Eley's mother declined to comment Sunday.
The shooting grew out of a week-old neighborhood dispute, with Eley at the center of it, police and neighbors said.
On Nov. 13, Eley volunteered to take neighbor Jim Hogan's two children to the beach for the day, Hogan and police said. They left in a taxi about noon. As evening approached, Hogan said he began to worry and called police.
About 9 p.m., Eley returned to the apartment complex with the children, Molly, 7, and James, 13, Hogan said. The children were fine. They said Eley had even treated them to smoothies and shrimp at the Don CeSar Beach Resort and Spa.

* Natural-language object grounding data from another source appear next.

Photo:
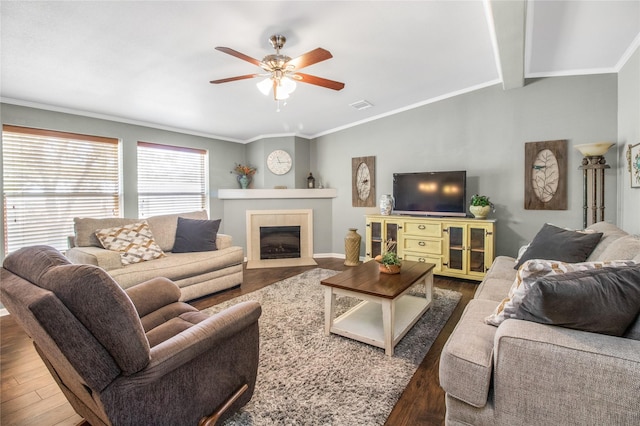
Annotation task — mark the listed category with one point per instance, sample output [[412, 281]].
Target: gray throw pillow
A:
[[196, 235], [605, 301], [553, 243]]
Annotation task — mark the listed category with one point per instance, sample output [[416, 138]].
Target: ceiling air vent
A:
[[360, 105]]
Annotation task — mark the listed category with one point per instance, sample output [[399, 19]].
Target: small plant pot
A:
[[480, 212], [389, 269]]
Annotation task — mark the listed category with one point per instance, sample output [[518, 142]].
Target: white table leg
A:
[[329, 307], [388, 319]]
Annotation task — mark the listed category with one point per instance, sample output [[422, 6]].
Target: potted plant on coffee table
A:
[[389, 262], [480, 206]]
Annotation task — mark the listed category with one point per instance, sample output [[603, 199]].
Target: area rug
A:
[[307, 378]]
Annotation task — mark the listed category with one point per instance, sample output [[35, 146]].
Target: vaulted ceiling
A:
[[150, 63]]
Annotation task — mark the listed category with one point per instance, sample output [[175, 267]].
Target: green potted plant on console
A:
[[480, 206]]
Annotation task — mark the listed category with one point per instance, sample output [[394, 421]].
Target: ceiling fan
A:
[[282, 71]]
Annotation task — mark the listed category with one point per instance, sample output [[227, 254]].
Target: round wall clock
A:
[[279, 162]]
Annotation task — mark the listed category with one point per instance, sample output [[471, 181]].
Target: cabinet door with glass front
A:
[[468, 249], [382, 234], [480, 244]]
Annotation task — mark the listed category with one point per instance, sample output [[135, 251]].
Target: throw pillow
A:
[[530, 272], [605, 301], [555, 243], [196, 235], [134, 242]]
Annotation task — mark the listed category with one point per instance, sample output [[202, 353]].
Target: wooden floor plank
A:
[[30, 396]]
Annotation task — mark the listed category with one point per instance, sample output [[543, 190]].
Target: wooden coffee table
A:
[[386, 312]]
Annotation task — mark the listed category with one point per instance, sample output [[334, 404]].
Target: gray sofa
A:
[[197, 274], [528, 373]]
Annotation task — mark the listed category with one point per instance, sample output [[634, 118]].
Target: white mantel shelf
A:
[[250, 194]]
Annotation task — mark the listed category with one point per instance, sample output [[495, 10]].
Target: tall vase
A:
[[244, 181], [386, 204], [352, 248]]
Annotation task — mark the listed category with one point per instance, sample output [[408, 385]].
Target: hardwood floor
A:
[[29, 395]]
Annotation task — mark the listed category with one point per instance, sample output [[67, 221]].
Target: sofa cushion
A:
[[164, 227], [610, 233], [604, 301], [555, 243], [135, 242], [178, 266], [626, 247], [530, 272], [468, 354], [104, 309], [193, 235]]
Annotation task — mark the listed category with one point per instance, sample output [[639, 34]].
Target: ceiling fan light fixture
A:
[[287, 85], [264, 86]]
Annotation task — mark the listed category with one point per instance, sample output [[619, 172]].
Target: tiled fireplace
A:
[[277, 238]]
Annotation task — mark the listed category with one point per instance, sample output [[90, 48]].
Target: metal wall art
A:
[[633, 157], [545, 175]]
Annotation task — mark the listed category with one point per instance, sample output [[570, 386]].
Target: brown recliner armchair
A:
[[138, 357]]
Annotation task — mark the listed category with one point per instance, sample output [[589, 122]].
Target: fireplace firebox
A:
[[279, 242]]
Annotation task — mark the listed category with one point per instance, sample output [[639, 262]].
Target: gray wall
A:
[[222, 154], [483, 132], [628, 134]]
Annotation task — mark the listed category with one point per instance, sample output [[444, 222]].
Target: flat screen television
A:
[[430, 193]]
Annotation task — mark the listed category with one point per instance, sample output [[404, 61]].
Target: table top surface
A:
[[366, 278]]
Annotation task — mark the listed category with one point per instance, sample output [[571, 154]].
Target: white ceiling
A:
[[150, 62]]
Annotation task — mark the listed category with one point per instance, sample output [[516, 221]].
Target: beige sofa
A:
[[528, 373], [197, 274]]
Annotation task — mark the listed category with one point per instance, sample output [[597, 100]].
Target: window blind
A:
[[51, 177], [170, 179]]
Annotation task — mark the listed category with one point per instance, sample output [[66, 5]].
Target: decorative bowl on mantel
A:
[[596, 149]]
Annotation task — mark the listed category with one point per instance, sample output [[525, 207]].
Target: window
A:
[[51, 177], [170, 179]]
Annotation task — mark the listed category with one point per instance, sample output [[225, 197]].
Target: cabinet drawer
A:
[[418, 257], [423, 229], [422, 245]]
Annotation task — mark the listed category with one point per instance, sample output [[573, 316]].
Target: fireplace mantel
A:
[[248, 194]]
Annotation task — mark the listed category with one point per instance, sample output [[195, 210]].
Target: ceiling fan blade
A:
[[240, 77], [239, 55], [310, 58], [318, 81]]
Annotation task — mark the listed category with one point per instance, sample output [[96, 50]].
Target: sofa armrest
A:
[[106, 259], [223, 241], [152, 295], [555, 375]]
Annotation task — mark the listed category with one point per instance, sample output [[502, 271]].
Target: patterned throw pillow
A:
[[530, 272], [134, 242]]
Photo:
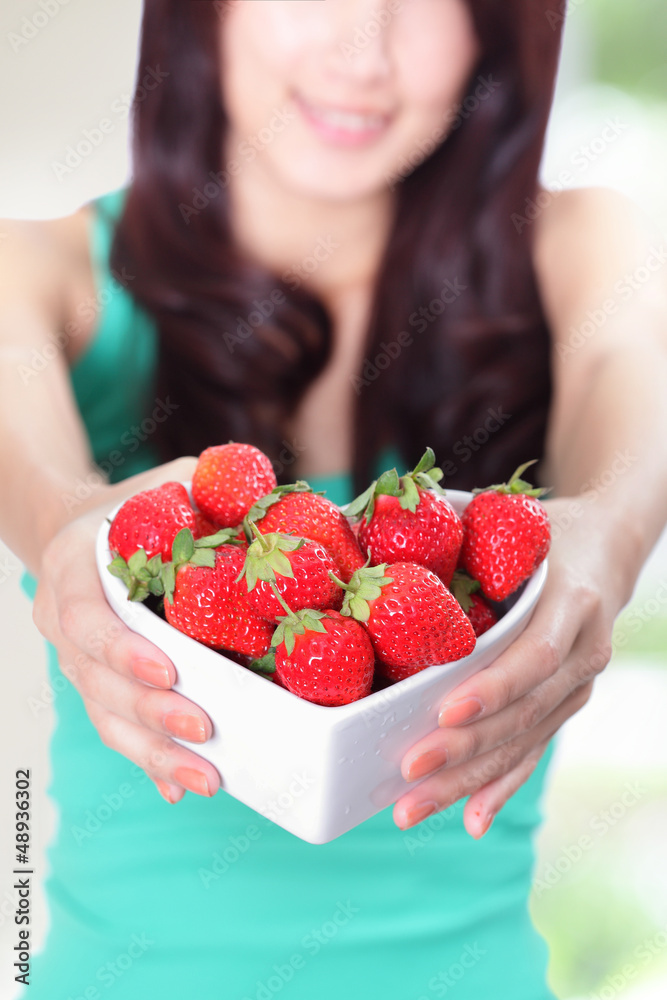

"That raised some suspicions," Proffitt said.
Parents in the close-knit apartment complex were angry with Eley. Some said he should have called Hogan to say they'd be late. Others insisted he stay away children altogether.
"We're all concerned parents," said Gorman, father of an 11-year-old daughter. "He's 35, has no job, no girlfriend, no kids and lives with his mother. ... He's creepy."
Hogan, 45, said Eley later wrote him an apology, saying he was sorry he caused Hogan and others to worry about the children's safety. In that letter, by way of explaining why they had been so long at the beach, Eley noted that he hadn't talked with anyone for more than seven years, Hogan said.
"There was nothing lurid about it," Hogan said Sunday. "I don't want to villainize him any more than he is."
Sunday morning, as residents recounted the evacuation and shared stories about Eley, Hogan's son, James, said he had been in Eley's apartment on a couple of occasions and saw two handguns.
He also said he had once seen Eley with a bomb, but because Eley had dismantled the device, the teen said he decided not to tell anyone.
But in the past three weeks, James Hogan said, he noticed Eley's behavior change. He drank more, the teen said.
Gorman, meanwhile, said he felt lucky to be alive. He said he was glad, too, that Eley was in jail rather than next door.
"I didn't want to get shot, but if that's what it took to get rid of him, so be it," Gorman said.